Member of the Bangladesh Parliament for Pabna-8 (now Pabna-1)
- In office 18 February 1979 – 12 February 1982
- Preceded by: Abu Sayeed
- Succeeded by: Monzur Kader

Member of the East Bengal Legislative Assembly
- In office March 1954 – 1958
- Preceded by: A. M. A. Hamid

Personal details
- Born: Bera, Pabna District
- Party: Bangladesh Nationalist Party
- Relatives: Mirza Abdul Halim (brother) Mirza Abdul Jalil (brother) Manzur Quader (nephew)

= Mirza Abdul Awal =

Bangladeshi politician

Mirza Abdul Awal (মীর্জা আব্দুল আউয়াল) is a Bangladesh Nationalist Party politician and a former member of parliament for Pabna-8.

==Early life and family==
Abdul Awal was born into a Bengali Muslim family of Mirzas in the village of Jainagar in Bera, Pabna District. His brother, Mirza Abdul Halim, was a former parliamentarian who served as the opposition minister of state for shipping. His other brother, Mirza Abdul Jalil, was a former president of the Bangladesh Krishak League. The retired army major Manzur Quader is his nephew.

==Career==
Abdul Awal competed in the 1954 East Bengal Legislative Assembly election and successfully won a seat at the East Bengal Legislative Assembly. He was involved in the Bengali language movement and six point movement during the Pakistan period.

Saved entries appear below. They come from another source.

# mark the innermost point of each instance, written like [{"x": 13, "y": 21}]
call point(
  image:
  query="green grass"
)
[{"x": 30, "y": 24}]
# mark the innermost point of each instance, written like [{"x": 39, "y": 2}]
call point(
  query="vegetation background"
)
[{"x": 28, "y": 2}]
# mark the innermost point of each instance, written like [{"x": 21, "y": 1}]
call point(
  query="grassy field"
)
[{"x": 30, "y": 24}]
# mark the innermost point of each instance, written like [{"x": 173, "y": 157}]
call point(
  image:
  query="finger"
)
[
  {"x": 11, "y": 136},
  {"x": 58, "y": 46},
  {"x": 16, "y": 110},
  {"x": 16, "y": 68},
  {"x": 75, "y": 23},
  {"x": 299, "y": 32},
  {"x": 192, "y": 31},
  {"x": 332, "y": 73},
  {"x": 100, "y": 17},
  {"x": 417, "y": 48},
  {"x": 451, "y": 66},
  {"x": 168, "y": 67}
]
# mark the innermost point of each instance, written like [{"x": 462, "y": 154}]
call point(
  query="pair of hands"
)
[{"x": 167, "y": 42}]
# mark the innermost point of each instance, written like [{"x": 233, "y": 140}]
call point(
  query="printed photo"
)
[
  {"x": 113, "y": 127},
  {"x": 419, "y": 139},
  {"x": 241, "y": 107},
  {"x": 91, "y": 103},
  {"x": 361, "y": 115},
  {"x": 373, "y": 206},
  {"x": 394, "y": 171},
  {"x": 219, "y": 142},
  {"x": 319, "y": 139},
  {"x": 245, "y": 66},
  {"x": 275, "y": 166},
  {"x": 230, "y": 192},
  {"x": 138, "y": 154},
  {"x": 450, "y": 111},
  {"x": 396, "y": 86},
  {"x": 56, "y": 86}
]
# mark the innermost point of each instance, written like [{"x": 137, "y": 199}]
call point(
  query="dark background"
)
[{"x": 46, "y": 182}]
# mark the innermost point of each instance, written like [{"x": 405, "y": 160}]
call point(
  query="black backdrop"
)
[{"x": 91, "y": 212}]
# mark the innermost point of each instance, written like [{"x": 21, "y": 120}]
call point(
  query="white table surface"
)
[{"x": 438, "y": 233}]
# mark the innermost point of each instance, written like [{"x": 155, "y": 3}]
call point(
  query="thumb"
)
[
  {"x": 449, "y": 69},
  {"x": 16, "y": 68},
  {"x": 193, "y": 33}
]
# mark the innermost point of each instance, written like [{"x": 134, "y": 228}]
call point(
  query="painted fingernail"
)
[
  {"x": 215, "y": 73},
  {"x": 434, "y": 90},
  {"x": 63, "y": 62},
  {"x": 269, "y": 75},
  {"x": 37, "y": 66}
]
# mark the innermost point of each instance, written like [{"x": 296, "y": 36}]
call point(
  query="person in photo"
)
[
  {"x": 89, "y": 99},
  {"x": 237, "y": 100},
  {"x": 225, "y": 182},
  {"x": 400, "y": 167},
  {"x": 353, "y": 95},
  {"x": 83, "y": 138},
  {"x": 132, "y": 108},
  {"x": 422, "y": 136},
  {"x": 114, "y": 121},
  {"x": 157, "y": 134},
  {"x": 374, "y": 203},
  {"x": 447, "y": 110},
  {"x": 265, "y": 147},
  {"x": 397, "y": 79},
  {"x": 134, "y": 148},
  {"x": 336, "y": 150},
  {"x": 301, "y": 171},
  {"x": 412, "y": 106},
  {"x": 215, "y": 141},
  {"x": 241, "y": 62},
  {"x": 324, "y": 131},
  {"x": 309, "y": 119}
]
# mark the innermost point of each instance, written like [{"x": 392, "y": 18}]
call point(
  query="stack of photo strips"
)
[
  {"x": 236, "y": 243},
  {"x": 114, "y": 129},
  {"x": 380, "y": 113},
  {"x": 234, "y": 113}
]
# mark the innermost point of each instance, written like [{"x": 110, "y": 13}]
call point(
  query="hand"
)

Following the independence of Bangladesh, he sought election to parliament, unsuccessfully, in 1973 as a National Awami Party (Bhashani) candidate.

He was elected to the 2nd Jatiya Sangsad from Pabna-8 (Bera-Santhia; now Pabna-1) as a Bangladesh Nationalist Party candidate following the 1979 Bangladeshi general election. Abdul Awal contested for Pabna-1 at the 1991 Bangladeshi general election, losing to Motiur Rahman Nizami.